Cette recension a été publiée dans le numéro d’hiver de Politique étrangère
(n° 4/2018)
. Marc Hecker, rédacteur en chef de Politique étrangère et directeur des publications de l’Ifri, propose une analyse de l’ouvrage de Vincent de Gaulejac et Isabelle Seret, Mon enfant se radicalise. Des familles de djihadistes et des jeunes témoignent (Odile Jacob, 2018, 288 pages).

Vincent de Gaulejac, professeur émérite à l’université Paris-Diderot, préside le Réseau international de sociologie clinique. Dans un article paru en 2014[1], il définit cette discipline comme « l’analyse des processus sociopsychiques qui caractérisent les relations complexes et intimes entre l’être de l’homme et l’être de la société ». Voilà qui paraît abscons aux non-initiés mais qui devient plus clair à la lecture de son nouvel ouvrage.

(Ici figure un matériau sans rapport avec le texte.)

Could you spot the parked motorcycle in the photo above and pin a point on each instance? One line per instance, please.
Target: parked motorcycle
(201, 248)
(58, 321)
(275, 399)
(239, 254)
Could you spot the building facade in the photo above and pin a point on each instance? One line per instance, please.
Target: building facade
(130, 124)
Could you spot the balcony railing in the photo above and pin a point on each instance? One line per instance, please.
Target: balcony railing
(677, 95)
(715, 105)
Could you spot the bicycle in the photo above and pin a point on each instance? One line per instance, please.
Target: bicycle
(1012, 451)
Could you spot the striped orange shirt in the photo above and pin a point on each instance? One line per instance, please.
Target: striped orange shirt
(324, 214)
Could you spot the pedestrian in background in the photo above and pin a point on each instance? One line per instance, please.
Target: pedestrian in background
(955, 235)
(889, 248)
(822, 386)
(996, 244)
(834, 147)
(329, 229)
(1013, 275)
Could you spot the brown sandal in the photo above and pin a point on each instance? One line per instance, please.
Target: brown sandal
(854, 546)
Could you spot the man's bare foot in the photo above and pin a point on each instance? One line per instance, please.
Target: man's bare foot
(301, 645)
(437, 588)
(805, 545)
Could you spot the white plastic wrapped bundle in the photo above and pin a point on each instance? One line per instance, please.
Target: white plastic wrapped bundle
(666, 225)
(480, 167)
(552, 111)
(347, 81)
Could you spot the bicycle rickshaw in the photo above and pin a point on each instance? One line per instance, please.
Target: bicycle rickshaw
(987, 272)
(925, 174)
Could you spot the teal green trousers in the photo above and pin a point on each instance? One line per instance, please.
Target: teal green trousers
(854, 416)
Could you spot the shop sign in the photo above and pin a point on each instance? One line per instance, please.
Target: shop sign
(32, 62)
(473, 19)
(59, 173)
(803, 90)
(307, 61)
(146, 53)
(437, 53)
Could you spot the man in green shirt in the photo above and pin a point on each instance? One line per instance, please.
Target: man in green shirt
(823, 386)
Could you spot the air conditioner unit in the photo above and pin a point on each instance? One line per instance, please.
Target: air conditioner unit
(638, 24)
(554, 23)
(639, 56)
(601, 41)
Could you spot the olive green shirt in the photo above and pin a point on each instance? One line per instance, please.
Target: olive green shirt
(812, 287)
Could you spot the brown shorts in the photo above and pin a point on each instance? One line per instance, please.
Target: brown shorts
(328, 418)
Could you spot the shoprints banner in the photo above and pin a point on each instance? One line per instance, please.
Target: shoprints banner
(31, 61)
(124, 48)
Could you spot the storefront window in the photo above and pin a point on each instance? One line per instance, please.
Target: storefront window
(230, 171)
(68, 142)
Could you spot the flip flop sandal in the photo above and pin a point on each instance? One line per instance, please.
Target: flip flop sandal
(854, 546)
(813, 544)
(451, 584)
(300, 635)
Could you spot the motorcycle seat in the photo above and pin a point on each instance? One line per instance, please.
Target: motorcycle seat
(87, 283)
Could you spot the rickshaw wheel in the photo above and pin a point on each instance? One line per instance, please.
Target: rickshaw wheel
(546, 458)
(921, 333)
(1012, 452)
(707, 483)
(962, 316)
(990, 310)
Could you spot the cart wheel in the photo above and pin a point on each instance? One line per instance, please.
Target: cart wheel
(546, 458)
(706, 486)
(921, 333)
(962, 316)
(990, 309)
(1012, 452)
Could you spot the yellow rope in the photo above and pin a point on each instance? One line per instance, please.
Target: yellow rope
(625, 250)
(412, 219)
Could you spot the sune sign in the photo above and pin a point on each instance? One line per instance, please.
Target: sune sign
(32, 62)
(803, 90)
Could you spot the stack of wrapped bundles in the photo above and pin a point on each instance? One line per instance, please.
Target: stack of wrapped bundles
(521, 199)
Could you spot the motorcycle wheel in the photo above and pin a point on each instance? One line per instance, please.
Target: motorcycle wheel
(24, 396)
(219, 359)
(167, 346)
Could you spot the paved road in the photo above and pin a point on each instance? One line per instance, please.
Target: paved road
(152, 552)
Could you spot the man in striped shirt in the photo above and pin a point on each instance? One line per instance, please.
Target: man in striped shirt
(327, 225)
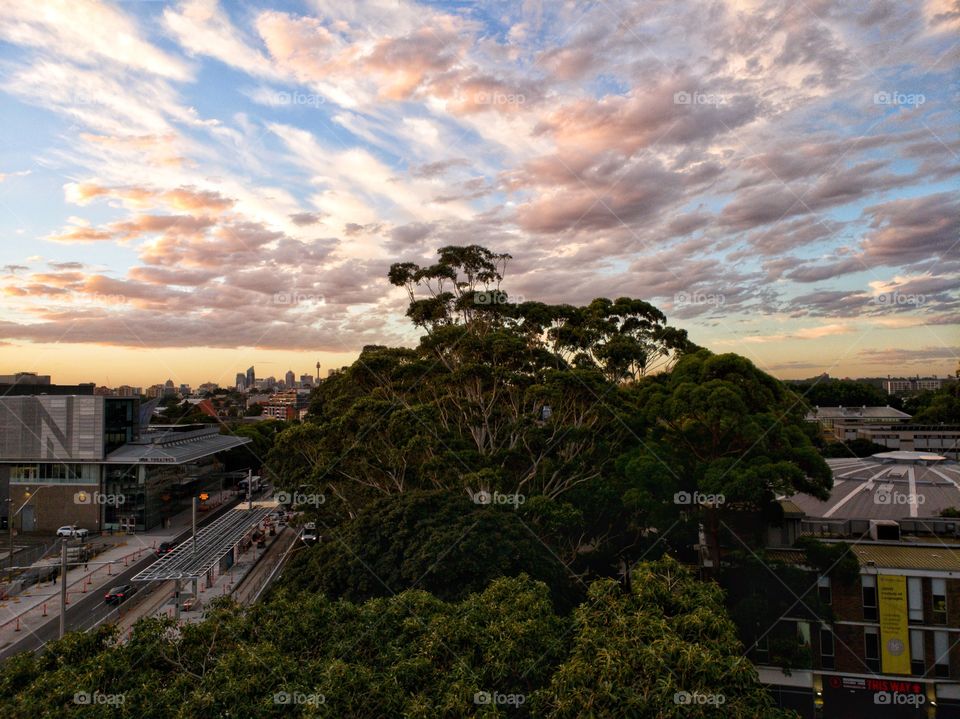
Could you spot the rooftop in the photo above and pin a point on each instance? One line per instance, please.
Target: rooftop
(887, 555)
(163, 446)
(213, 542)
(864, 412)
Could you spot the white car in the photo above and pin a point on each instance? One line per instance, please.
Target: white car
(70, 531)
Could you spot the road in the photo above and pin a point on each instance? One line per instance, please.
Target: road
(91, 610)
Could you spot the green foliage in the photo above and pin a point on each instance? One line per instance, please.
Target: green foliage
(523, 398)
(633, 654)
(716, 425)
(409, 655)
(439, 541)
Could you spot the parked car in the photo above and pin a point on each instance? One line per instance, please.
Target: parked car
(119, 594)
(73, 531)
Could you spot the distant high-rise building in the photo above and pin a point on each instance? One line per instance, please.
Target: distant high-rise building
(24, 378)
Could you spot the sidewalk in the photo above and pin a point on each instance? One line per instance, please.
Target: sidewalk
(24, 612)
(227, 583)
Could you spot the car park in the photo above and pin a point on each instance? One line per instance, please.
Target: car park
(119, 594)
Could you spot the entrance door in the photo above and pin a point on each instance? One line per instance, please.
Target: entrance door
(28, 519)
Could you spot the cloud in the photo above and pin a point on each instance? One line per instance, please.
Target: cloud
(86, 30)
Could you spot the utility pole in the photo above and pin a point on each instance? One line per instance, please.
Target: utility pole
(10, 534)
(193, 507)
(63, 587)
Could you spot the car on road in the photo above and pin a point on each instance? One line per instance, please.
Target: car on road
(73, 531)
(309, 533)
(119, 594)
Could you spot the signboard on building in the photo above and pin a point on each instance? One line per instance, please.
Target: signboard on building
(894, 630)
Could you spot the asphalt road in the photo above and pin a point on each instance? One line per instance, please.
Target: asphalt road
(91, 610)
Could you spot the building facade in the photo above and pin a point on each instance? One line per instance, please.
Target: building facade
(89, 460)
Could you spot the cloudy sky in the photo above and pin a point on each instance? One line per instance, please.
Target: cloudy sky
(190, 188)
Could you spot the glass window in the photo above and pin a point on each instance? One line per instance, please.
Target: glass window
(915, 598)
(826, 648)
(871, 648)
(938, 591)
(824, 590)
(869, 584)
(941, 654)
(918, 664)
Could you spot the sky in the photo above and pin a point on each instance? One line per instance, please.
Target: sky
(189, 188)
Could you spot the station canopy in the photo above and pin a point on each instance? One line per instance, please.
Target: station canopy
(214, 541)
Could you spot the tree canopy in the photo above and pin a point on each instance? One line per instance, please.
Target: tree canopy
(667, 649)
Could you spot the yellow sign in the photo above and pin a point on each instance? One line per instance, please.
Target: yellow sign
(894, 630)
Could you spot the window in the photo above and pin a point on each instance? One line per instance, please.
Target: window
(826, 649)
(915, 598)
(869, 584)
(938, 591)
(871, 648)
(917, 663)
(823, 588)
(941, 655)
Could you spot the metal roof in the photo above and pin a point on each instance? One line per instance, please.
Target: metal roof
(213, 542)
(900, 556)
(858, 413)
(887, 556)
(174, 451)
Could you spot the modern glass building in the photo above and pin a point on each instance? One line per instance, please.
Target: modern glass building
(88, 460)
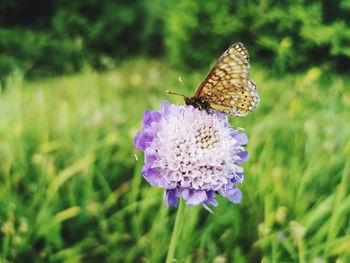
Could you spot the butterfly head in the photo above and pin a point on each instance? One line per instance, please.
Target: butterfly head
(198, 103)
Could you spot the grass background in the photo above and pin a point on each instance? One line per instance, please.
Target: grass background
(71, 188)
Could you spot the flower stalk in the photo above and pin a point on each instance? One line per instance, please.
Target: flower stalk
(176, 232)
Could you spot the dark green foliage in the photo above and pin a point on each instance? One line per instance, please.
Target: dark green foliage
(288, 36)
(37, 53)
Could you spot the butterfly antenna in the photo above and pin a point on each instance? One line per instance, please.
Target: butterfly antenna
(174, 93)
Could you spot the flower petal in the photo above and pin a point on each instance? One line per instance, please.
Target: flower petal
(194, 197)
(171, 197)
(233, 194)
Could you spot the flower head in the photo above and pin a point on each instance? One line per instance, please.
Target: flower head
(191, 154)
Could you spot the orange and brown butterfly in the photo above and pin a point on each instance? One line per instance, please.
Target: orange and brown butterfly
(227, 87)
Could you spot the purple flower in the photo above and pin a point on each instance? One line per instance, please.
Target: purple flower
(192, 154)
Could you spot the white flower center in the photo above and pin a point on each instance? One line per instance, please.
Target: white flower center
(196, 150)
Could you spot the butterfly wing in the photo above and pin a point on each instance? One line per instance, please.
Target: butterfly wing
(227, 87)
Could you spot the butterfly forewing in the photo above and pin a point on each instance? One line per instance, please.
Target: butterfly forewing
(227, 87)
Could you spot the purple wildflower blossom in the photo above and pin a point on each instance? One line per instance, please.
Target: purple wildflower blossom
(192, 154)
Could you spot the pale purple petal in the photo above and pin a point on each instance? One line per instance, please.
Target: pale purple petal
(233, 194)
(192, 154)
(150, 116)
(194, 197)
(211, 198)
(171, 197)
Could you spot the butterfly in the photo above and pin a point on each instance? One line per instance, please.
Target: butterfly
(227, 87)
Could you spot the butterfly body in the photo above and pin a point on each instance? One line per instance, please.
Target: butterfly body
(199, 103)
(227, 87)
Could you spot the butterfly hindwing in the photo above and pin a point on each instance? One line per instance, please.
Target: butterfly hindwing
(227, 87)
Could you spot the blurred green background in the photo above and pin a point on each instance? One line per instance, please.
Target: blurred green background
(75, 79)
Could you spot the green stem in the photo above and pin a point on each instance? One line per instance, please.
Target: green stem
(176, 232)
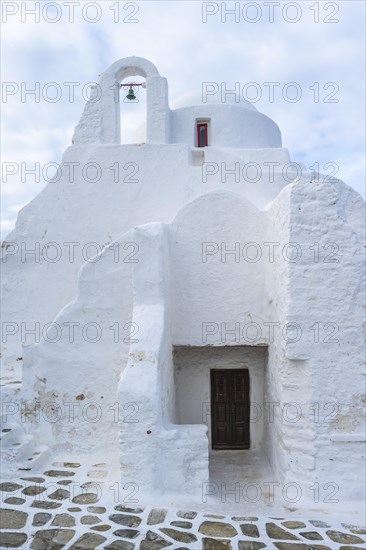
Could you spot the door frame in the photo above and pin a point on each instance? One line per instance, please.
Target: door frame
(246, 373)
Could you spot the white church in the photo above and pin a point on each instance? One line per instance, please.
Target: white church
(196, 300)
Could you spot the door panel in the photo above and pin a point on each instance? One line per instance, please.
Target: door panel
(230, 409)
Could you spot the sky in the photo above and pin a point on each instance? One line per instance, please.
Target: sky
(302, 63)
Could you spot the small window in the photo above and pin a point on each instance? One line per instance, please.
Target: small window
(202, 134)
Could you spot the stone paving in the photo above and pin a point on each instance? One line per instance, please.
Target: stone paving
(51, 511)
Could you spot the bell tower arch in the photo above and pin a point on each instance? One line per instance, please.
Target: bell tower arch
(100, 121)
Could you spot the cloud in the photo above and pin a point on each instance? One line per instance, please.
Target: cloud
(188, 52)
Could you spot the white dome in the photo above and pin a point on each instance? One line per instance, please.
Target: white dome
(194, 97)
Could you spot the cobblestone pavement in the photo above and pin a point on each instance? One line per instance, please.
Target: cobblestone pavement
(59, 508)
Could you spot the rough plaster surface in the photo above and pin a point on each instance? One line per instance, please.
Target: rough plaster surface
(169, 209)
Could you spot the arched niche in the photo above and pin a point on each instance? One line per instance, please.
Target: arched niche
(100, 122)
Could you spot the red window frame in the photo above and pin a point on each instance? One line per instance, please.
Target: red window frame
(204, 142)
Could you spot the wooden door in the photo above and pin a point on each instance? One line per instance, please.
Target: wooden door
(230, 409)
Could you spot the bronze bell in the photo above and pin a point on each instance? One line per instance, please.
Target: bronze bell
(131, 96)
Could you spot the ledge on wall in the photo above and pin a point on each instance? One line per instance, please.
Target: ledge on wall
(348, 438)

Ce livre, co-écrit avec Isabelle Seret, décrit un projet de prévention de la radicalisation et de désengagement de la violence baptisé « Rien à faire, rien à perdre » (Rafrap). Ce projet, qui s’est déroulé en Belgique, a permis de prendre en charge des familles de djihadistes et des jeunes ayant voulu partir en Syrie. L’objectif est à la fois de faciliter la reconstruction et la réinsertion sociale des personnes suivies, et d’utiliser certains témoignages à des fins de prévention de la radicalisation, notamment en milieu scolaire.

Plusieurs mères de djihadistes expriment une détresse et une honte incommensurables. La société les perçoit comme coupables d’avoir enfanté des monstres, et comme potentiellement complices. Pourtant, elles rejettent le terrorisme et se voient, elles aussi, comme des victimes. Elles ont d’ailleurs entrepris de se rapprocher de mères de victimes d’attentats, et ont organisé une manifestation commune après les attaques de Bruxelles en 2016. Elles ont beaucoup de mal à comprendre le processus de radicalisation de leurs enfants et conçoivent souvent leur dérive comme une forme d’emprise sectaire.

Quatre chapitres sont consacrés à des jeunes pris en charge dans le cadre du projet Rafrap. Ils ont des profils différents (deux garçons et deux filles, dont une convertie), mais ont pour point commun d’avoir été séduits par le discours de Daech alors qu’ils étaient encore mineurs. Les causes de leur radicalisation sont complexes : « le djihadisme est un phénomène social total qui traverse les registres psychologiques, anthropologiques et politiques. » Pour mieux saisir cette complexité, il est recommandé de lire l’ouvrage de Vincent de Gaulejac et Isabelle Seret avec un ordinateur à portée de main. En effet, des codes sont fournis pour accéder aux vidéos dans lesquelles ces jeunes analysent leurs parcours. On y voit que chaque processus de radicalisation est unique, même si certains registres peuvent être récurrents (sensibilité aux injustices, quête de reconnaissance, etc.).

Ces jeunes – grâce à l’aide de leur famille et à l’encadrement de professionnels – semblent en voie de réinsertion. Les auteurs se gardent bien, toutefois, de tout angélisme. Ils savent que des manipulations et des revirements sont possibles. Ils savent aussi que leur méthode – basée sur l’écoute, l’empathie et la bienveillance – ne peut fonctionner avec les cas les plus durs. Ils ne s’opposent pas à l’approche répressive de la lutte contre le terrorisme et n’hésitent pas à alerter les autorités compétentes en cas de danger. Ils expliquent néanmoins que la répression ne peut suffire, car les jeunes Belges et Français attirés par le djihadisme appartiennent, qu’on le veuille ou non, à la communauté nationale. Leur retour à la vie normale – avec toutes les précautions qui s’imposent – est un enjeu de sécurité.

Marc Hecker

[1]. Vincent de Gaulejac, « Pour une sociologie ­clinique du travail », La Nouvelle revue du travail, n° 4, 2014.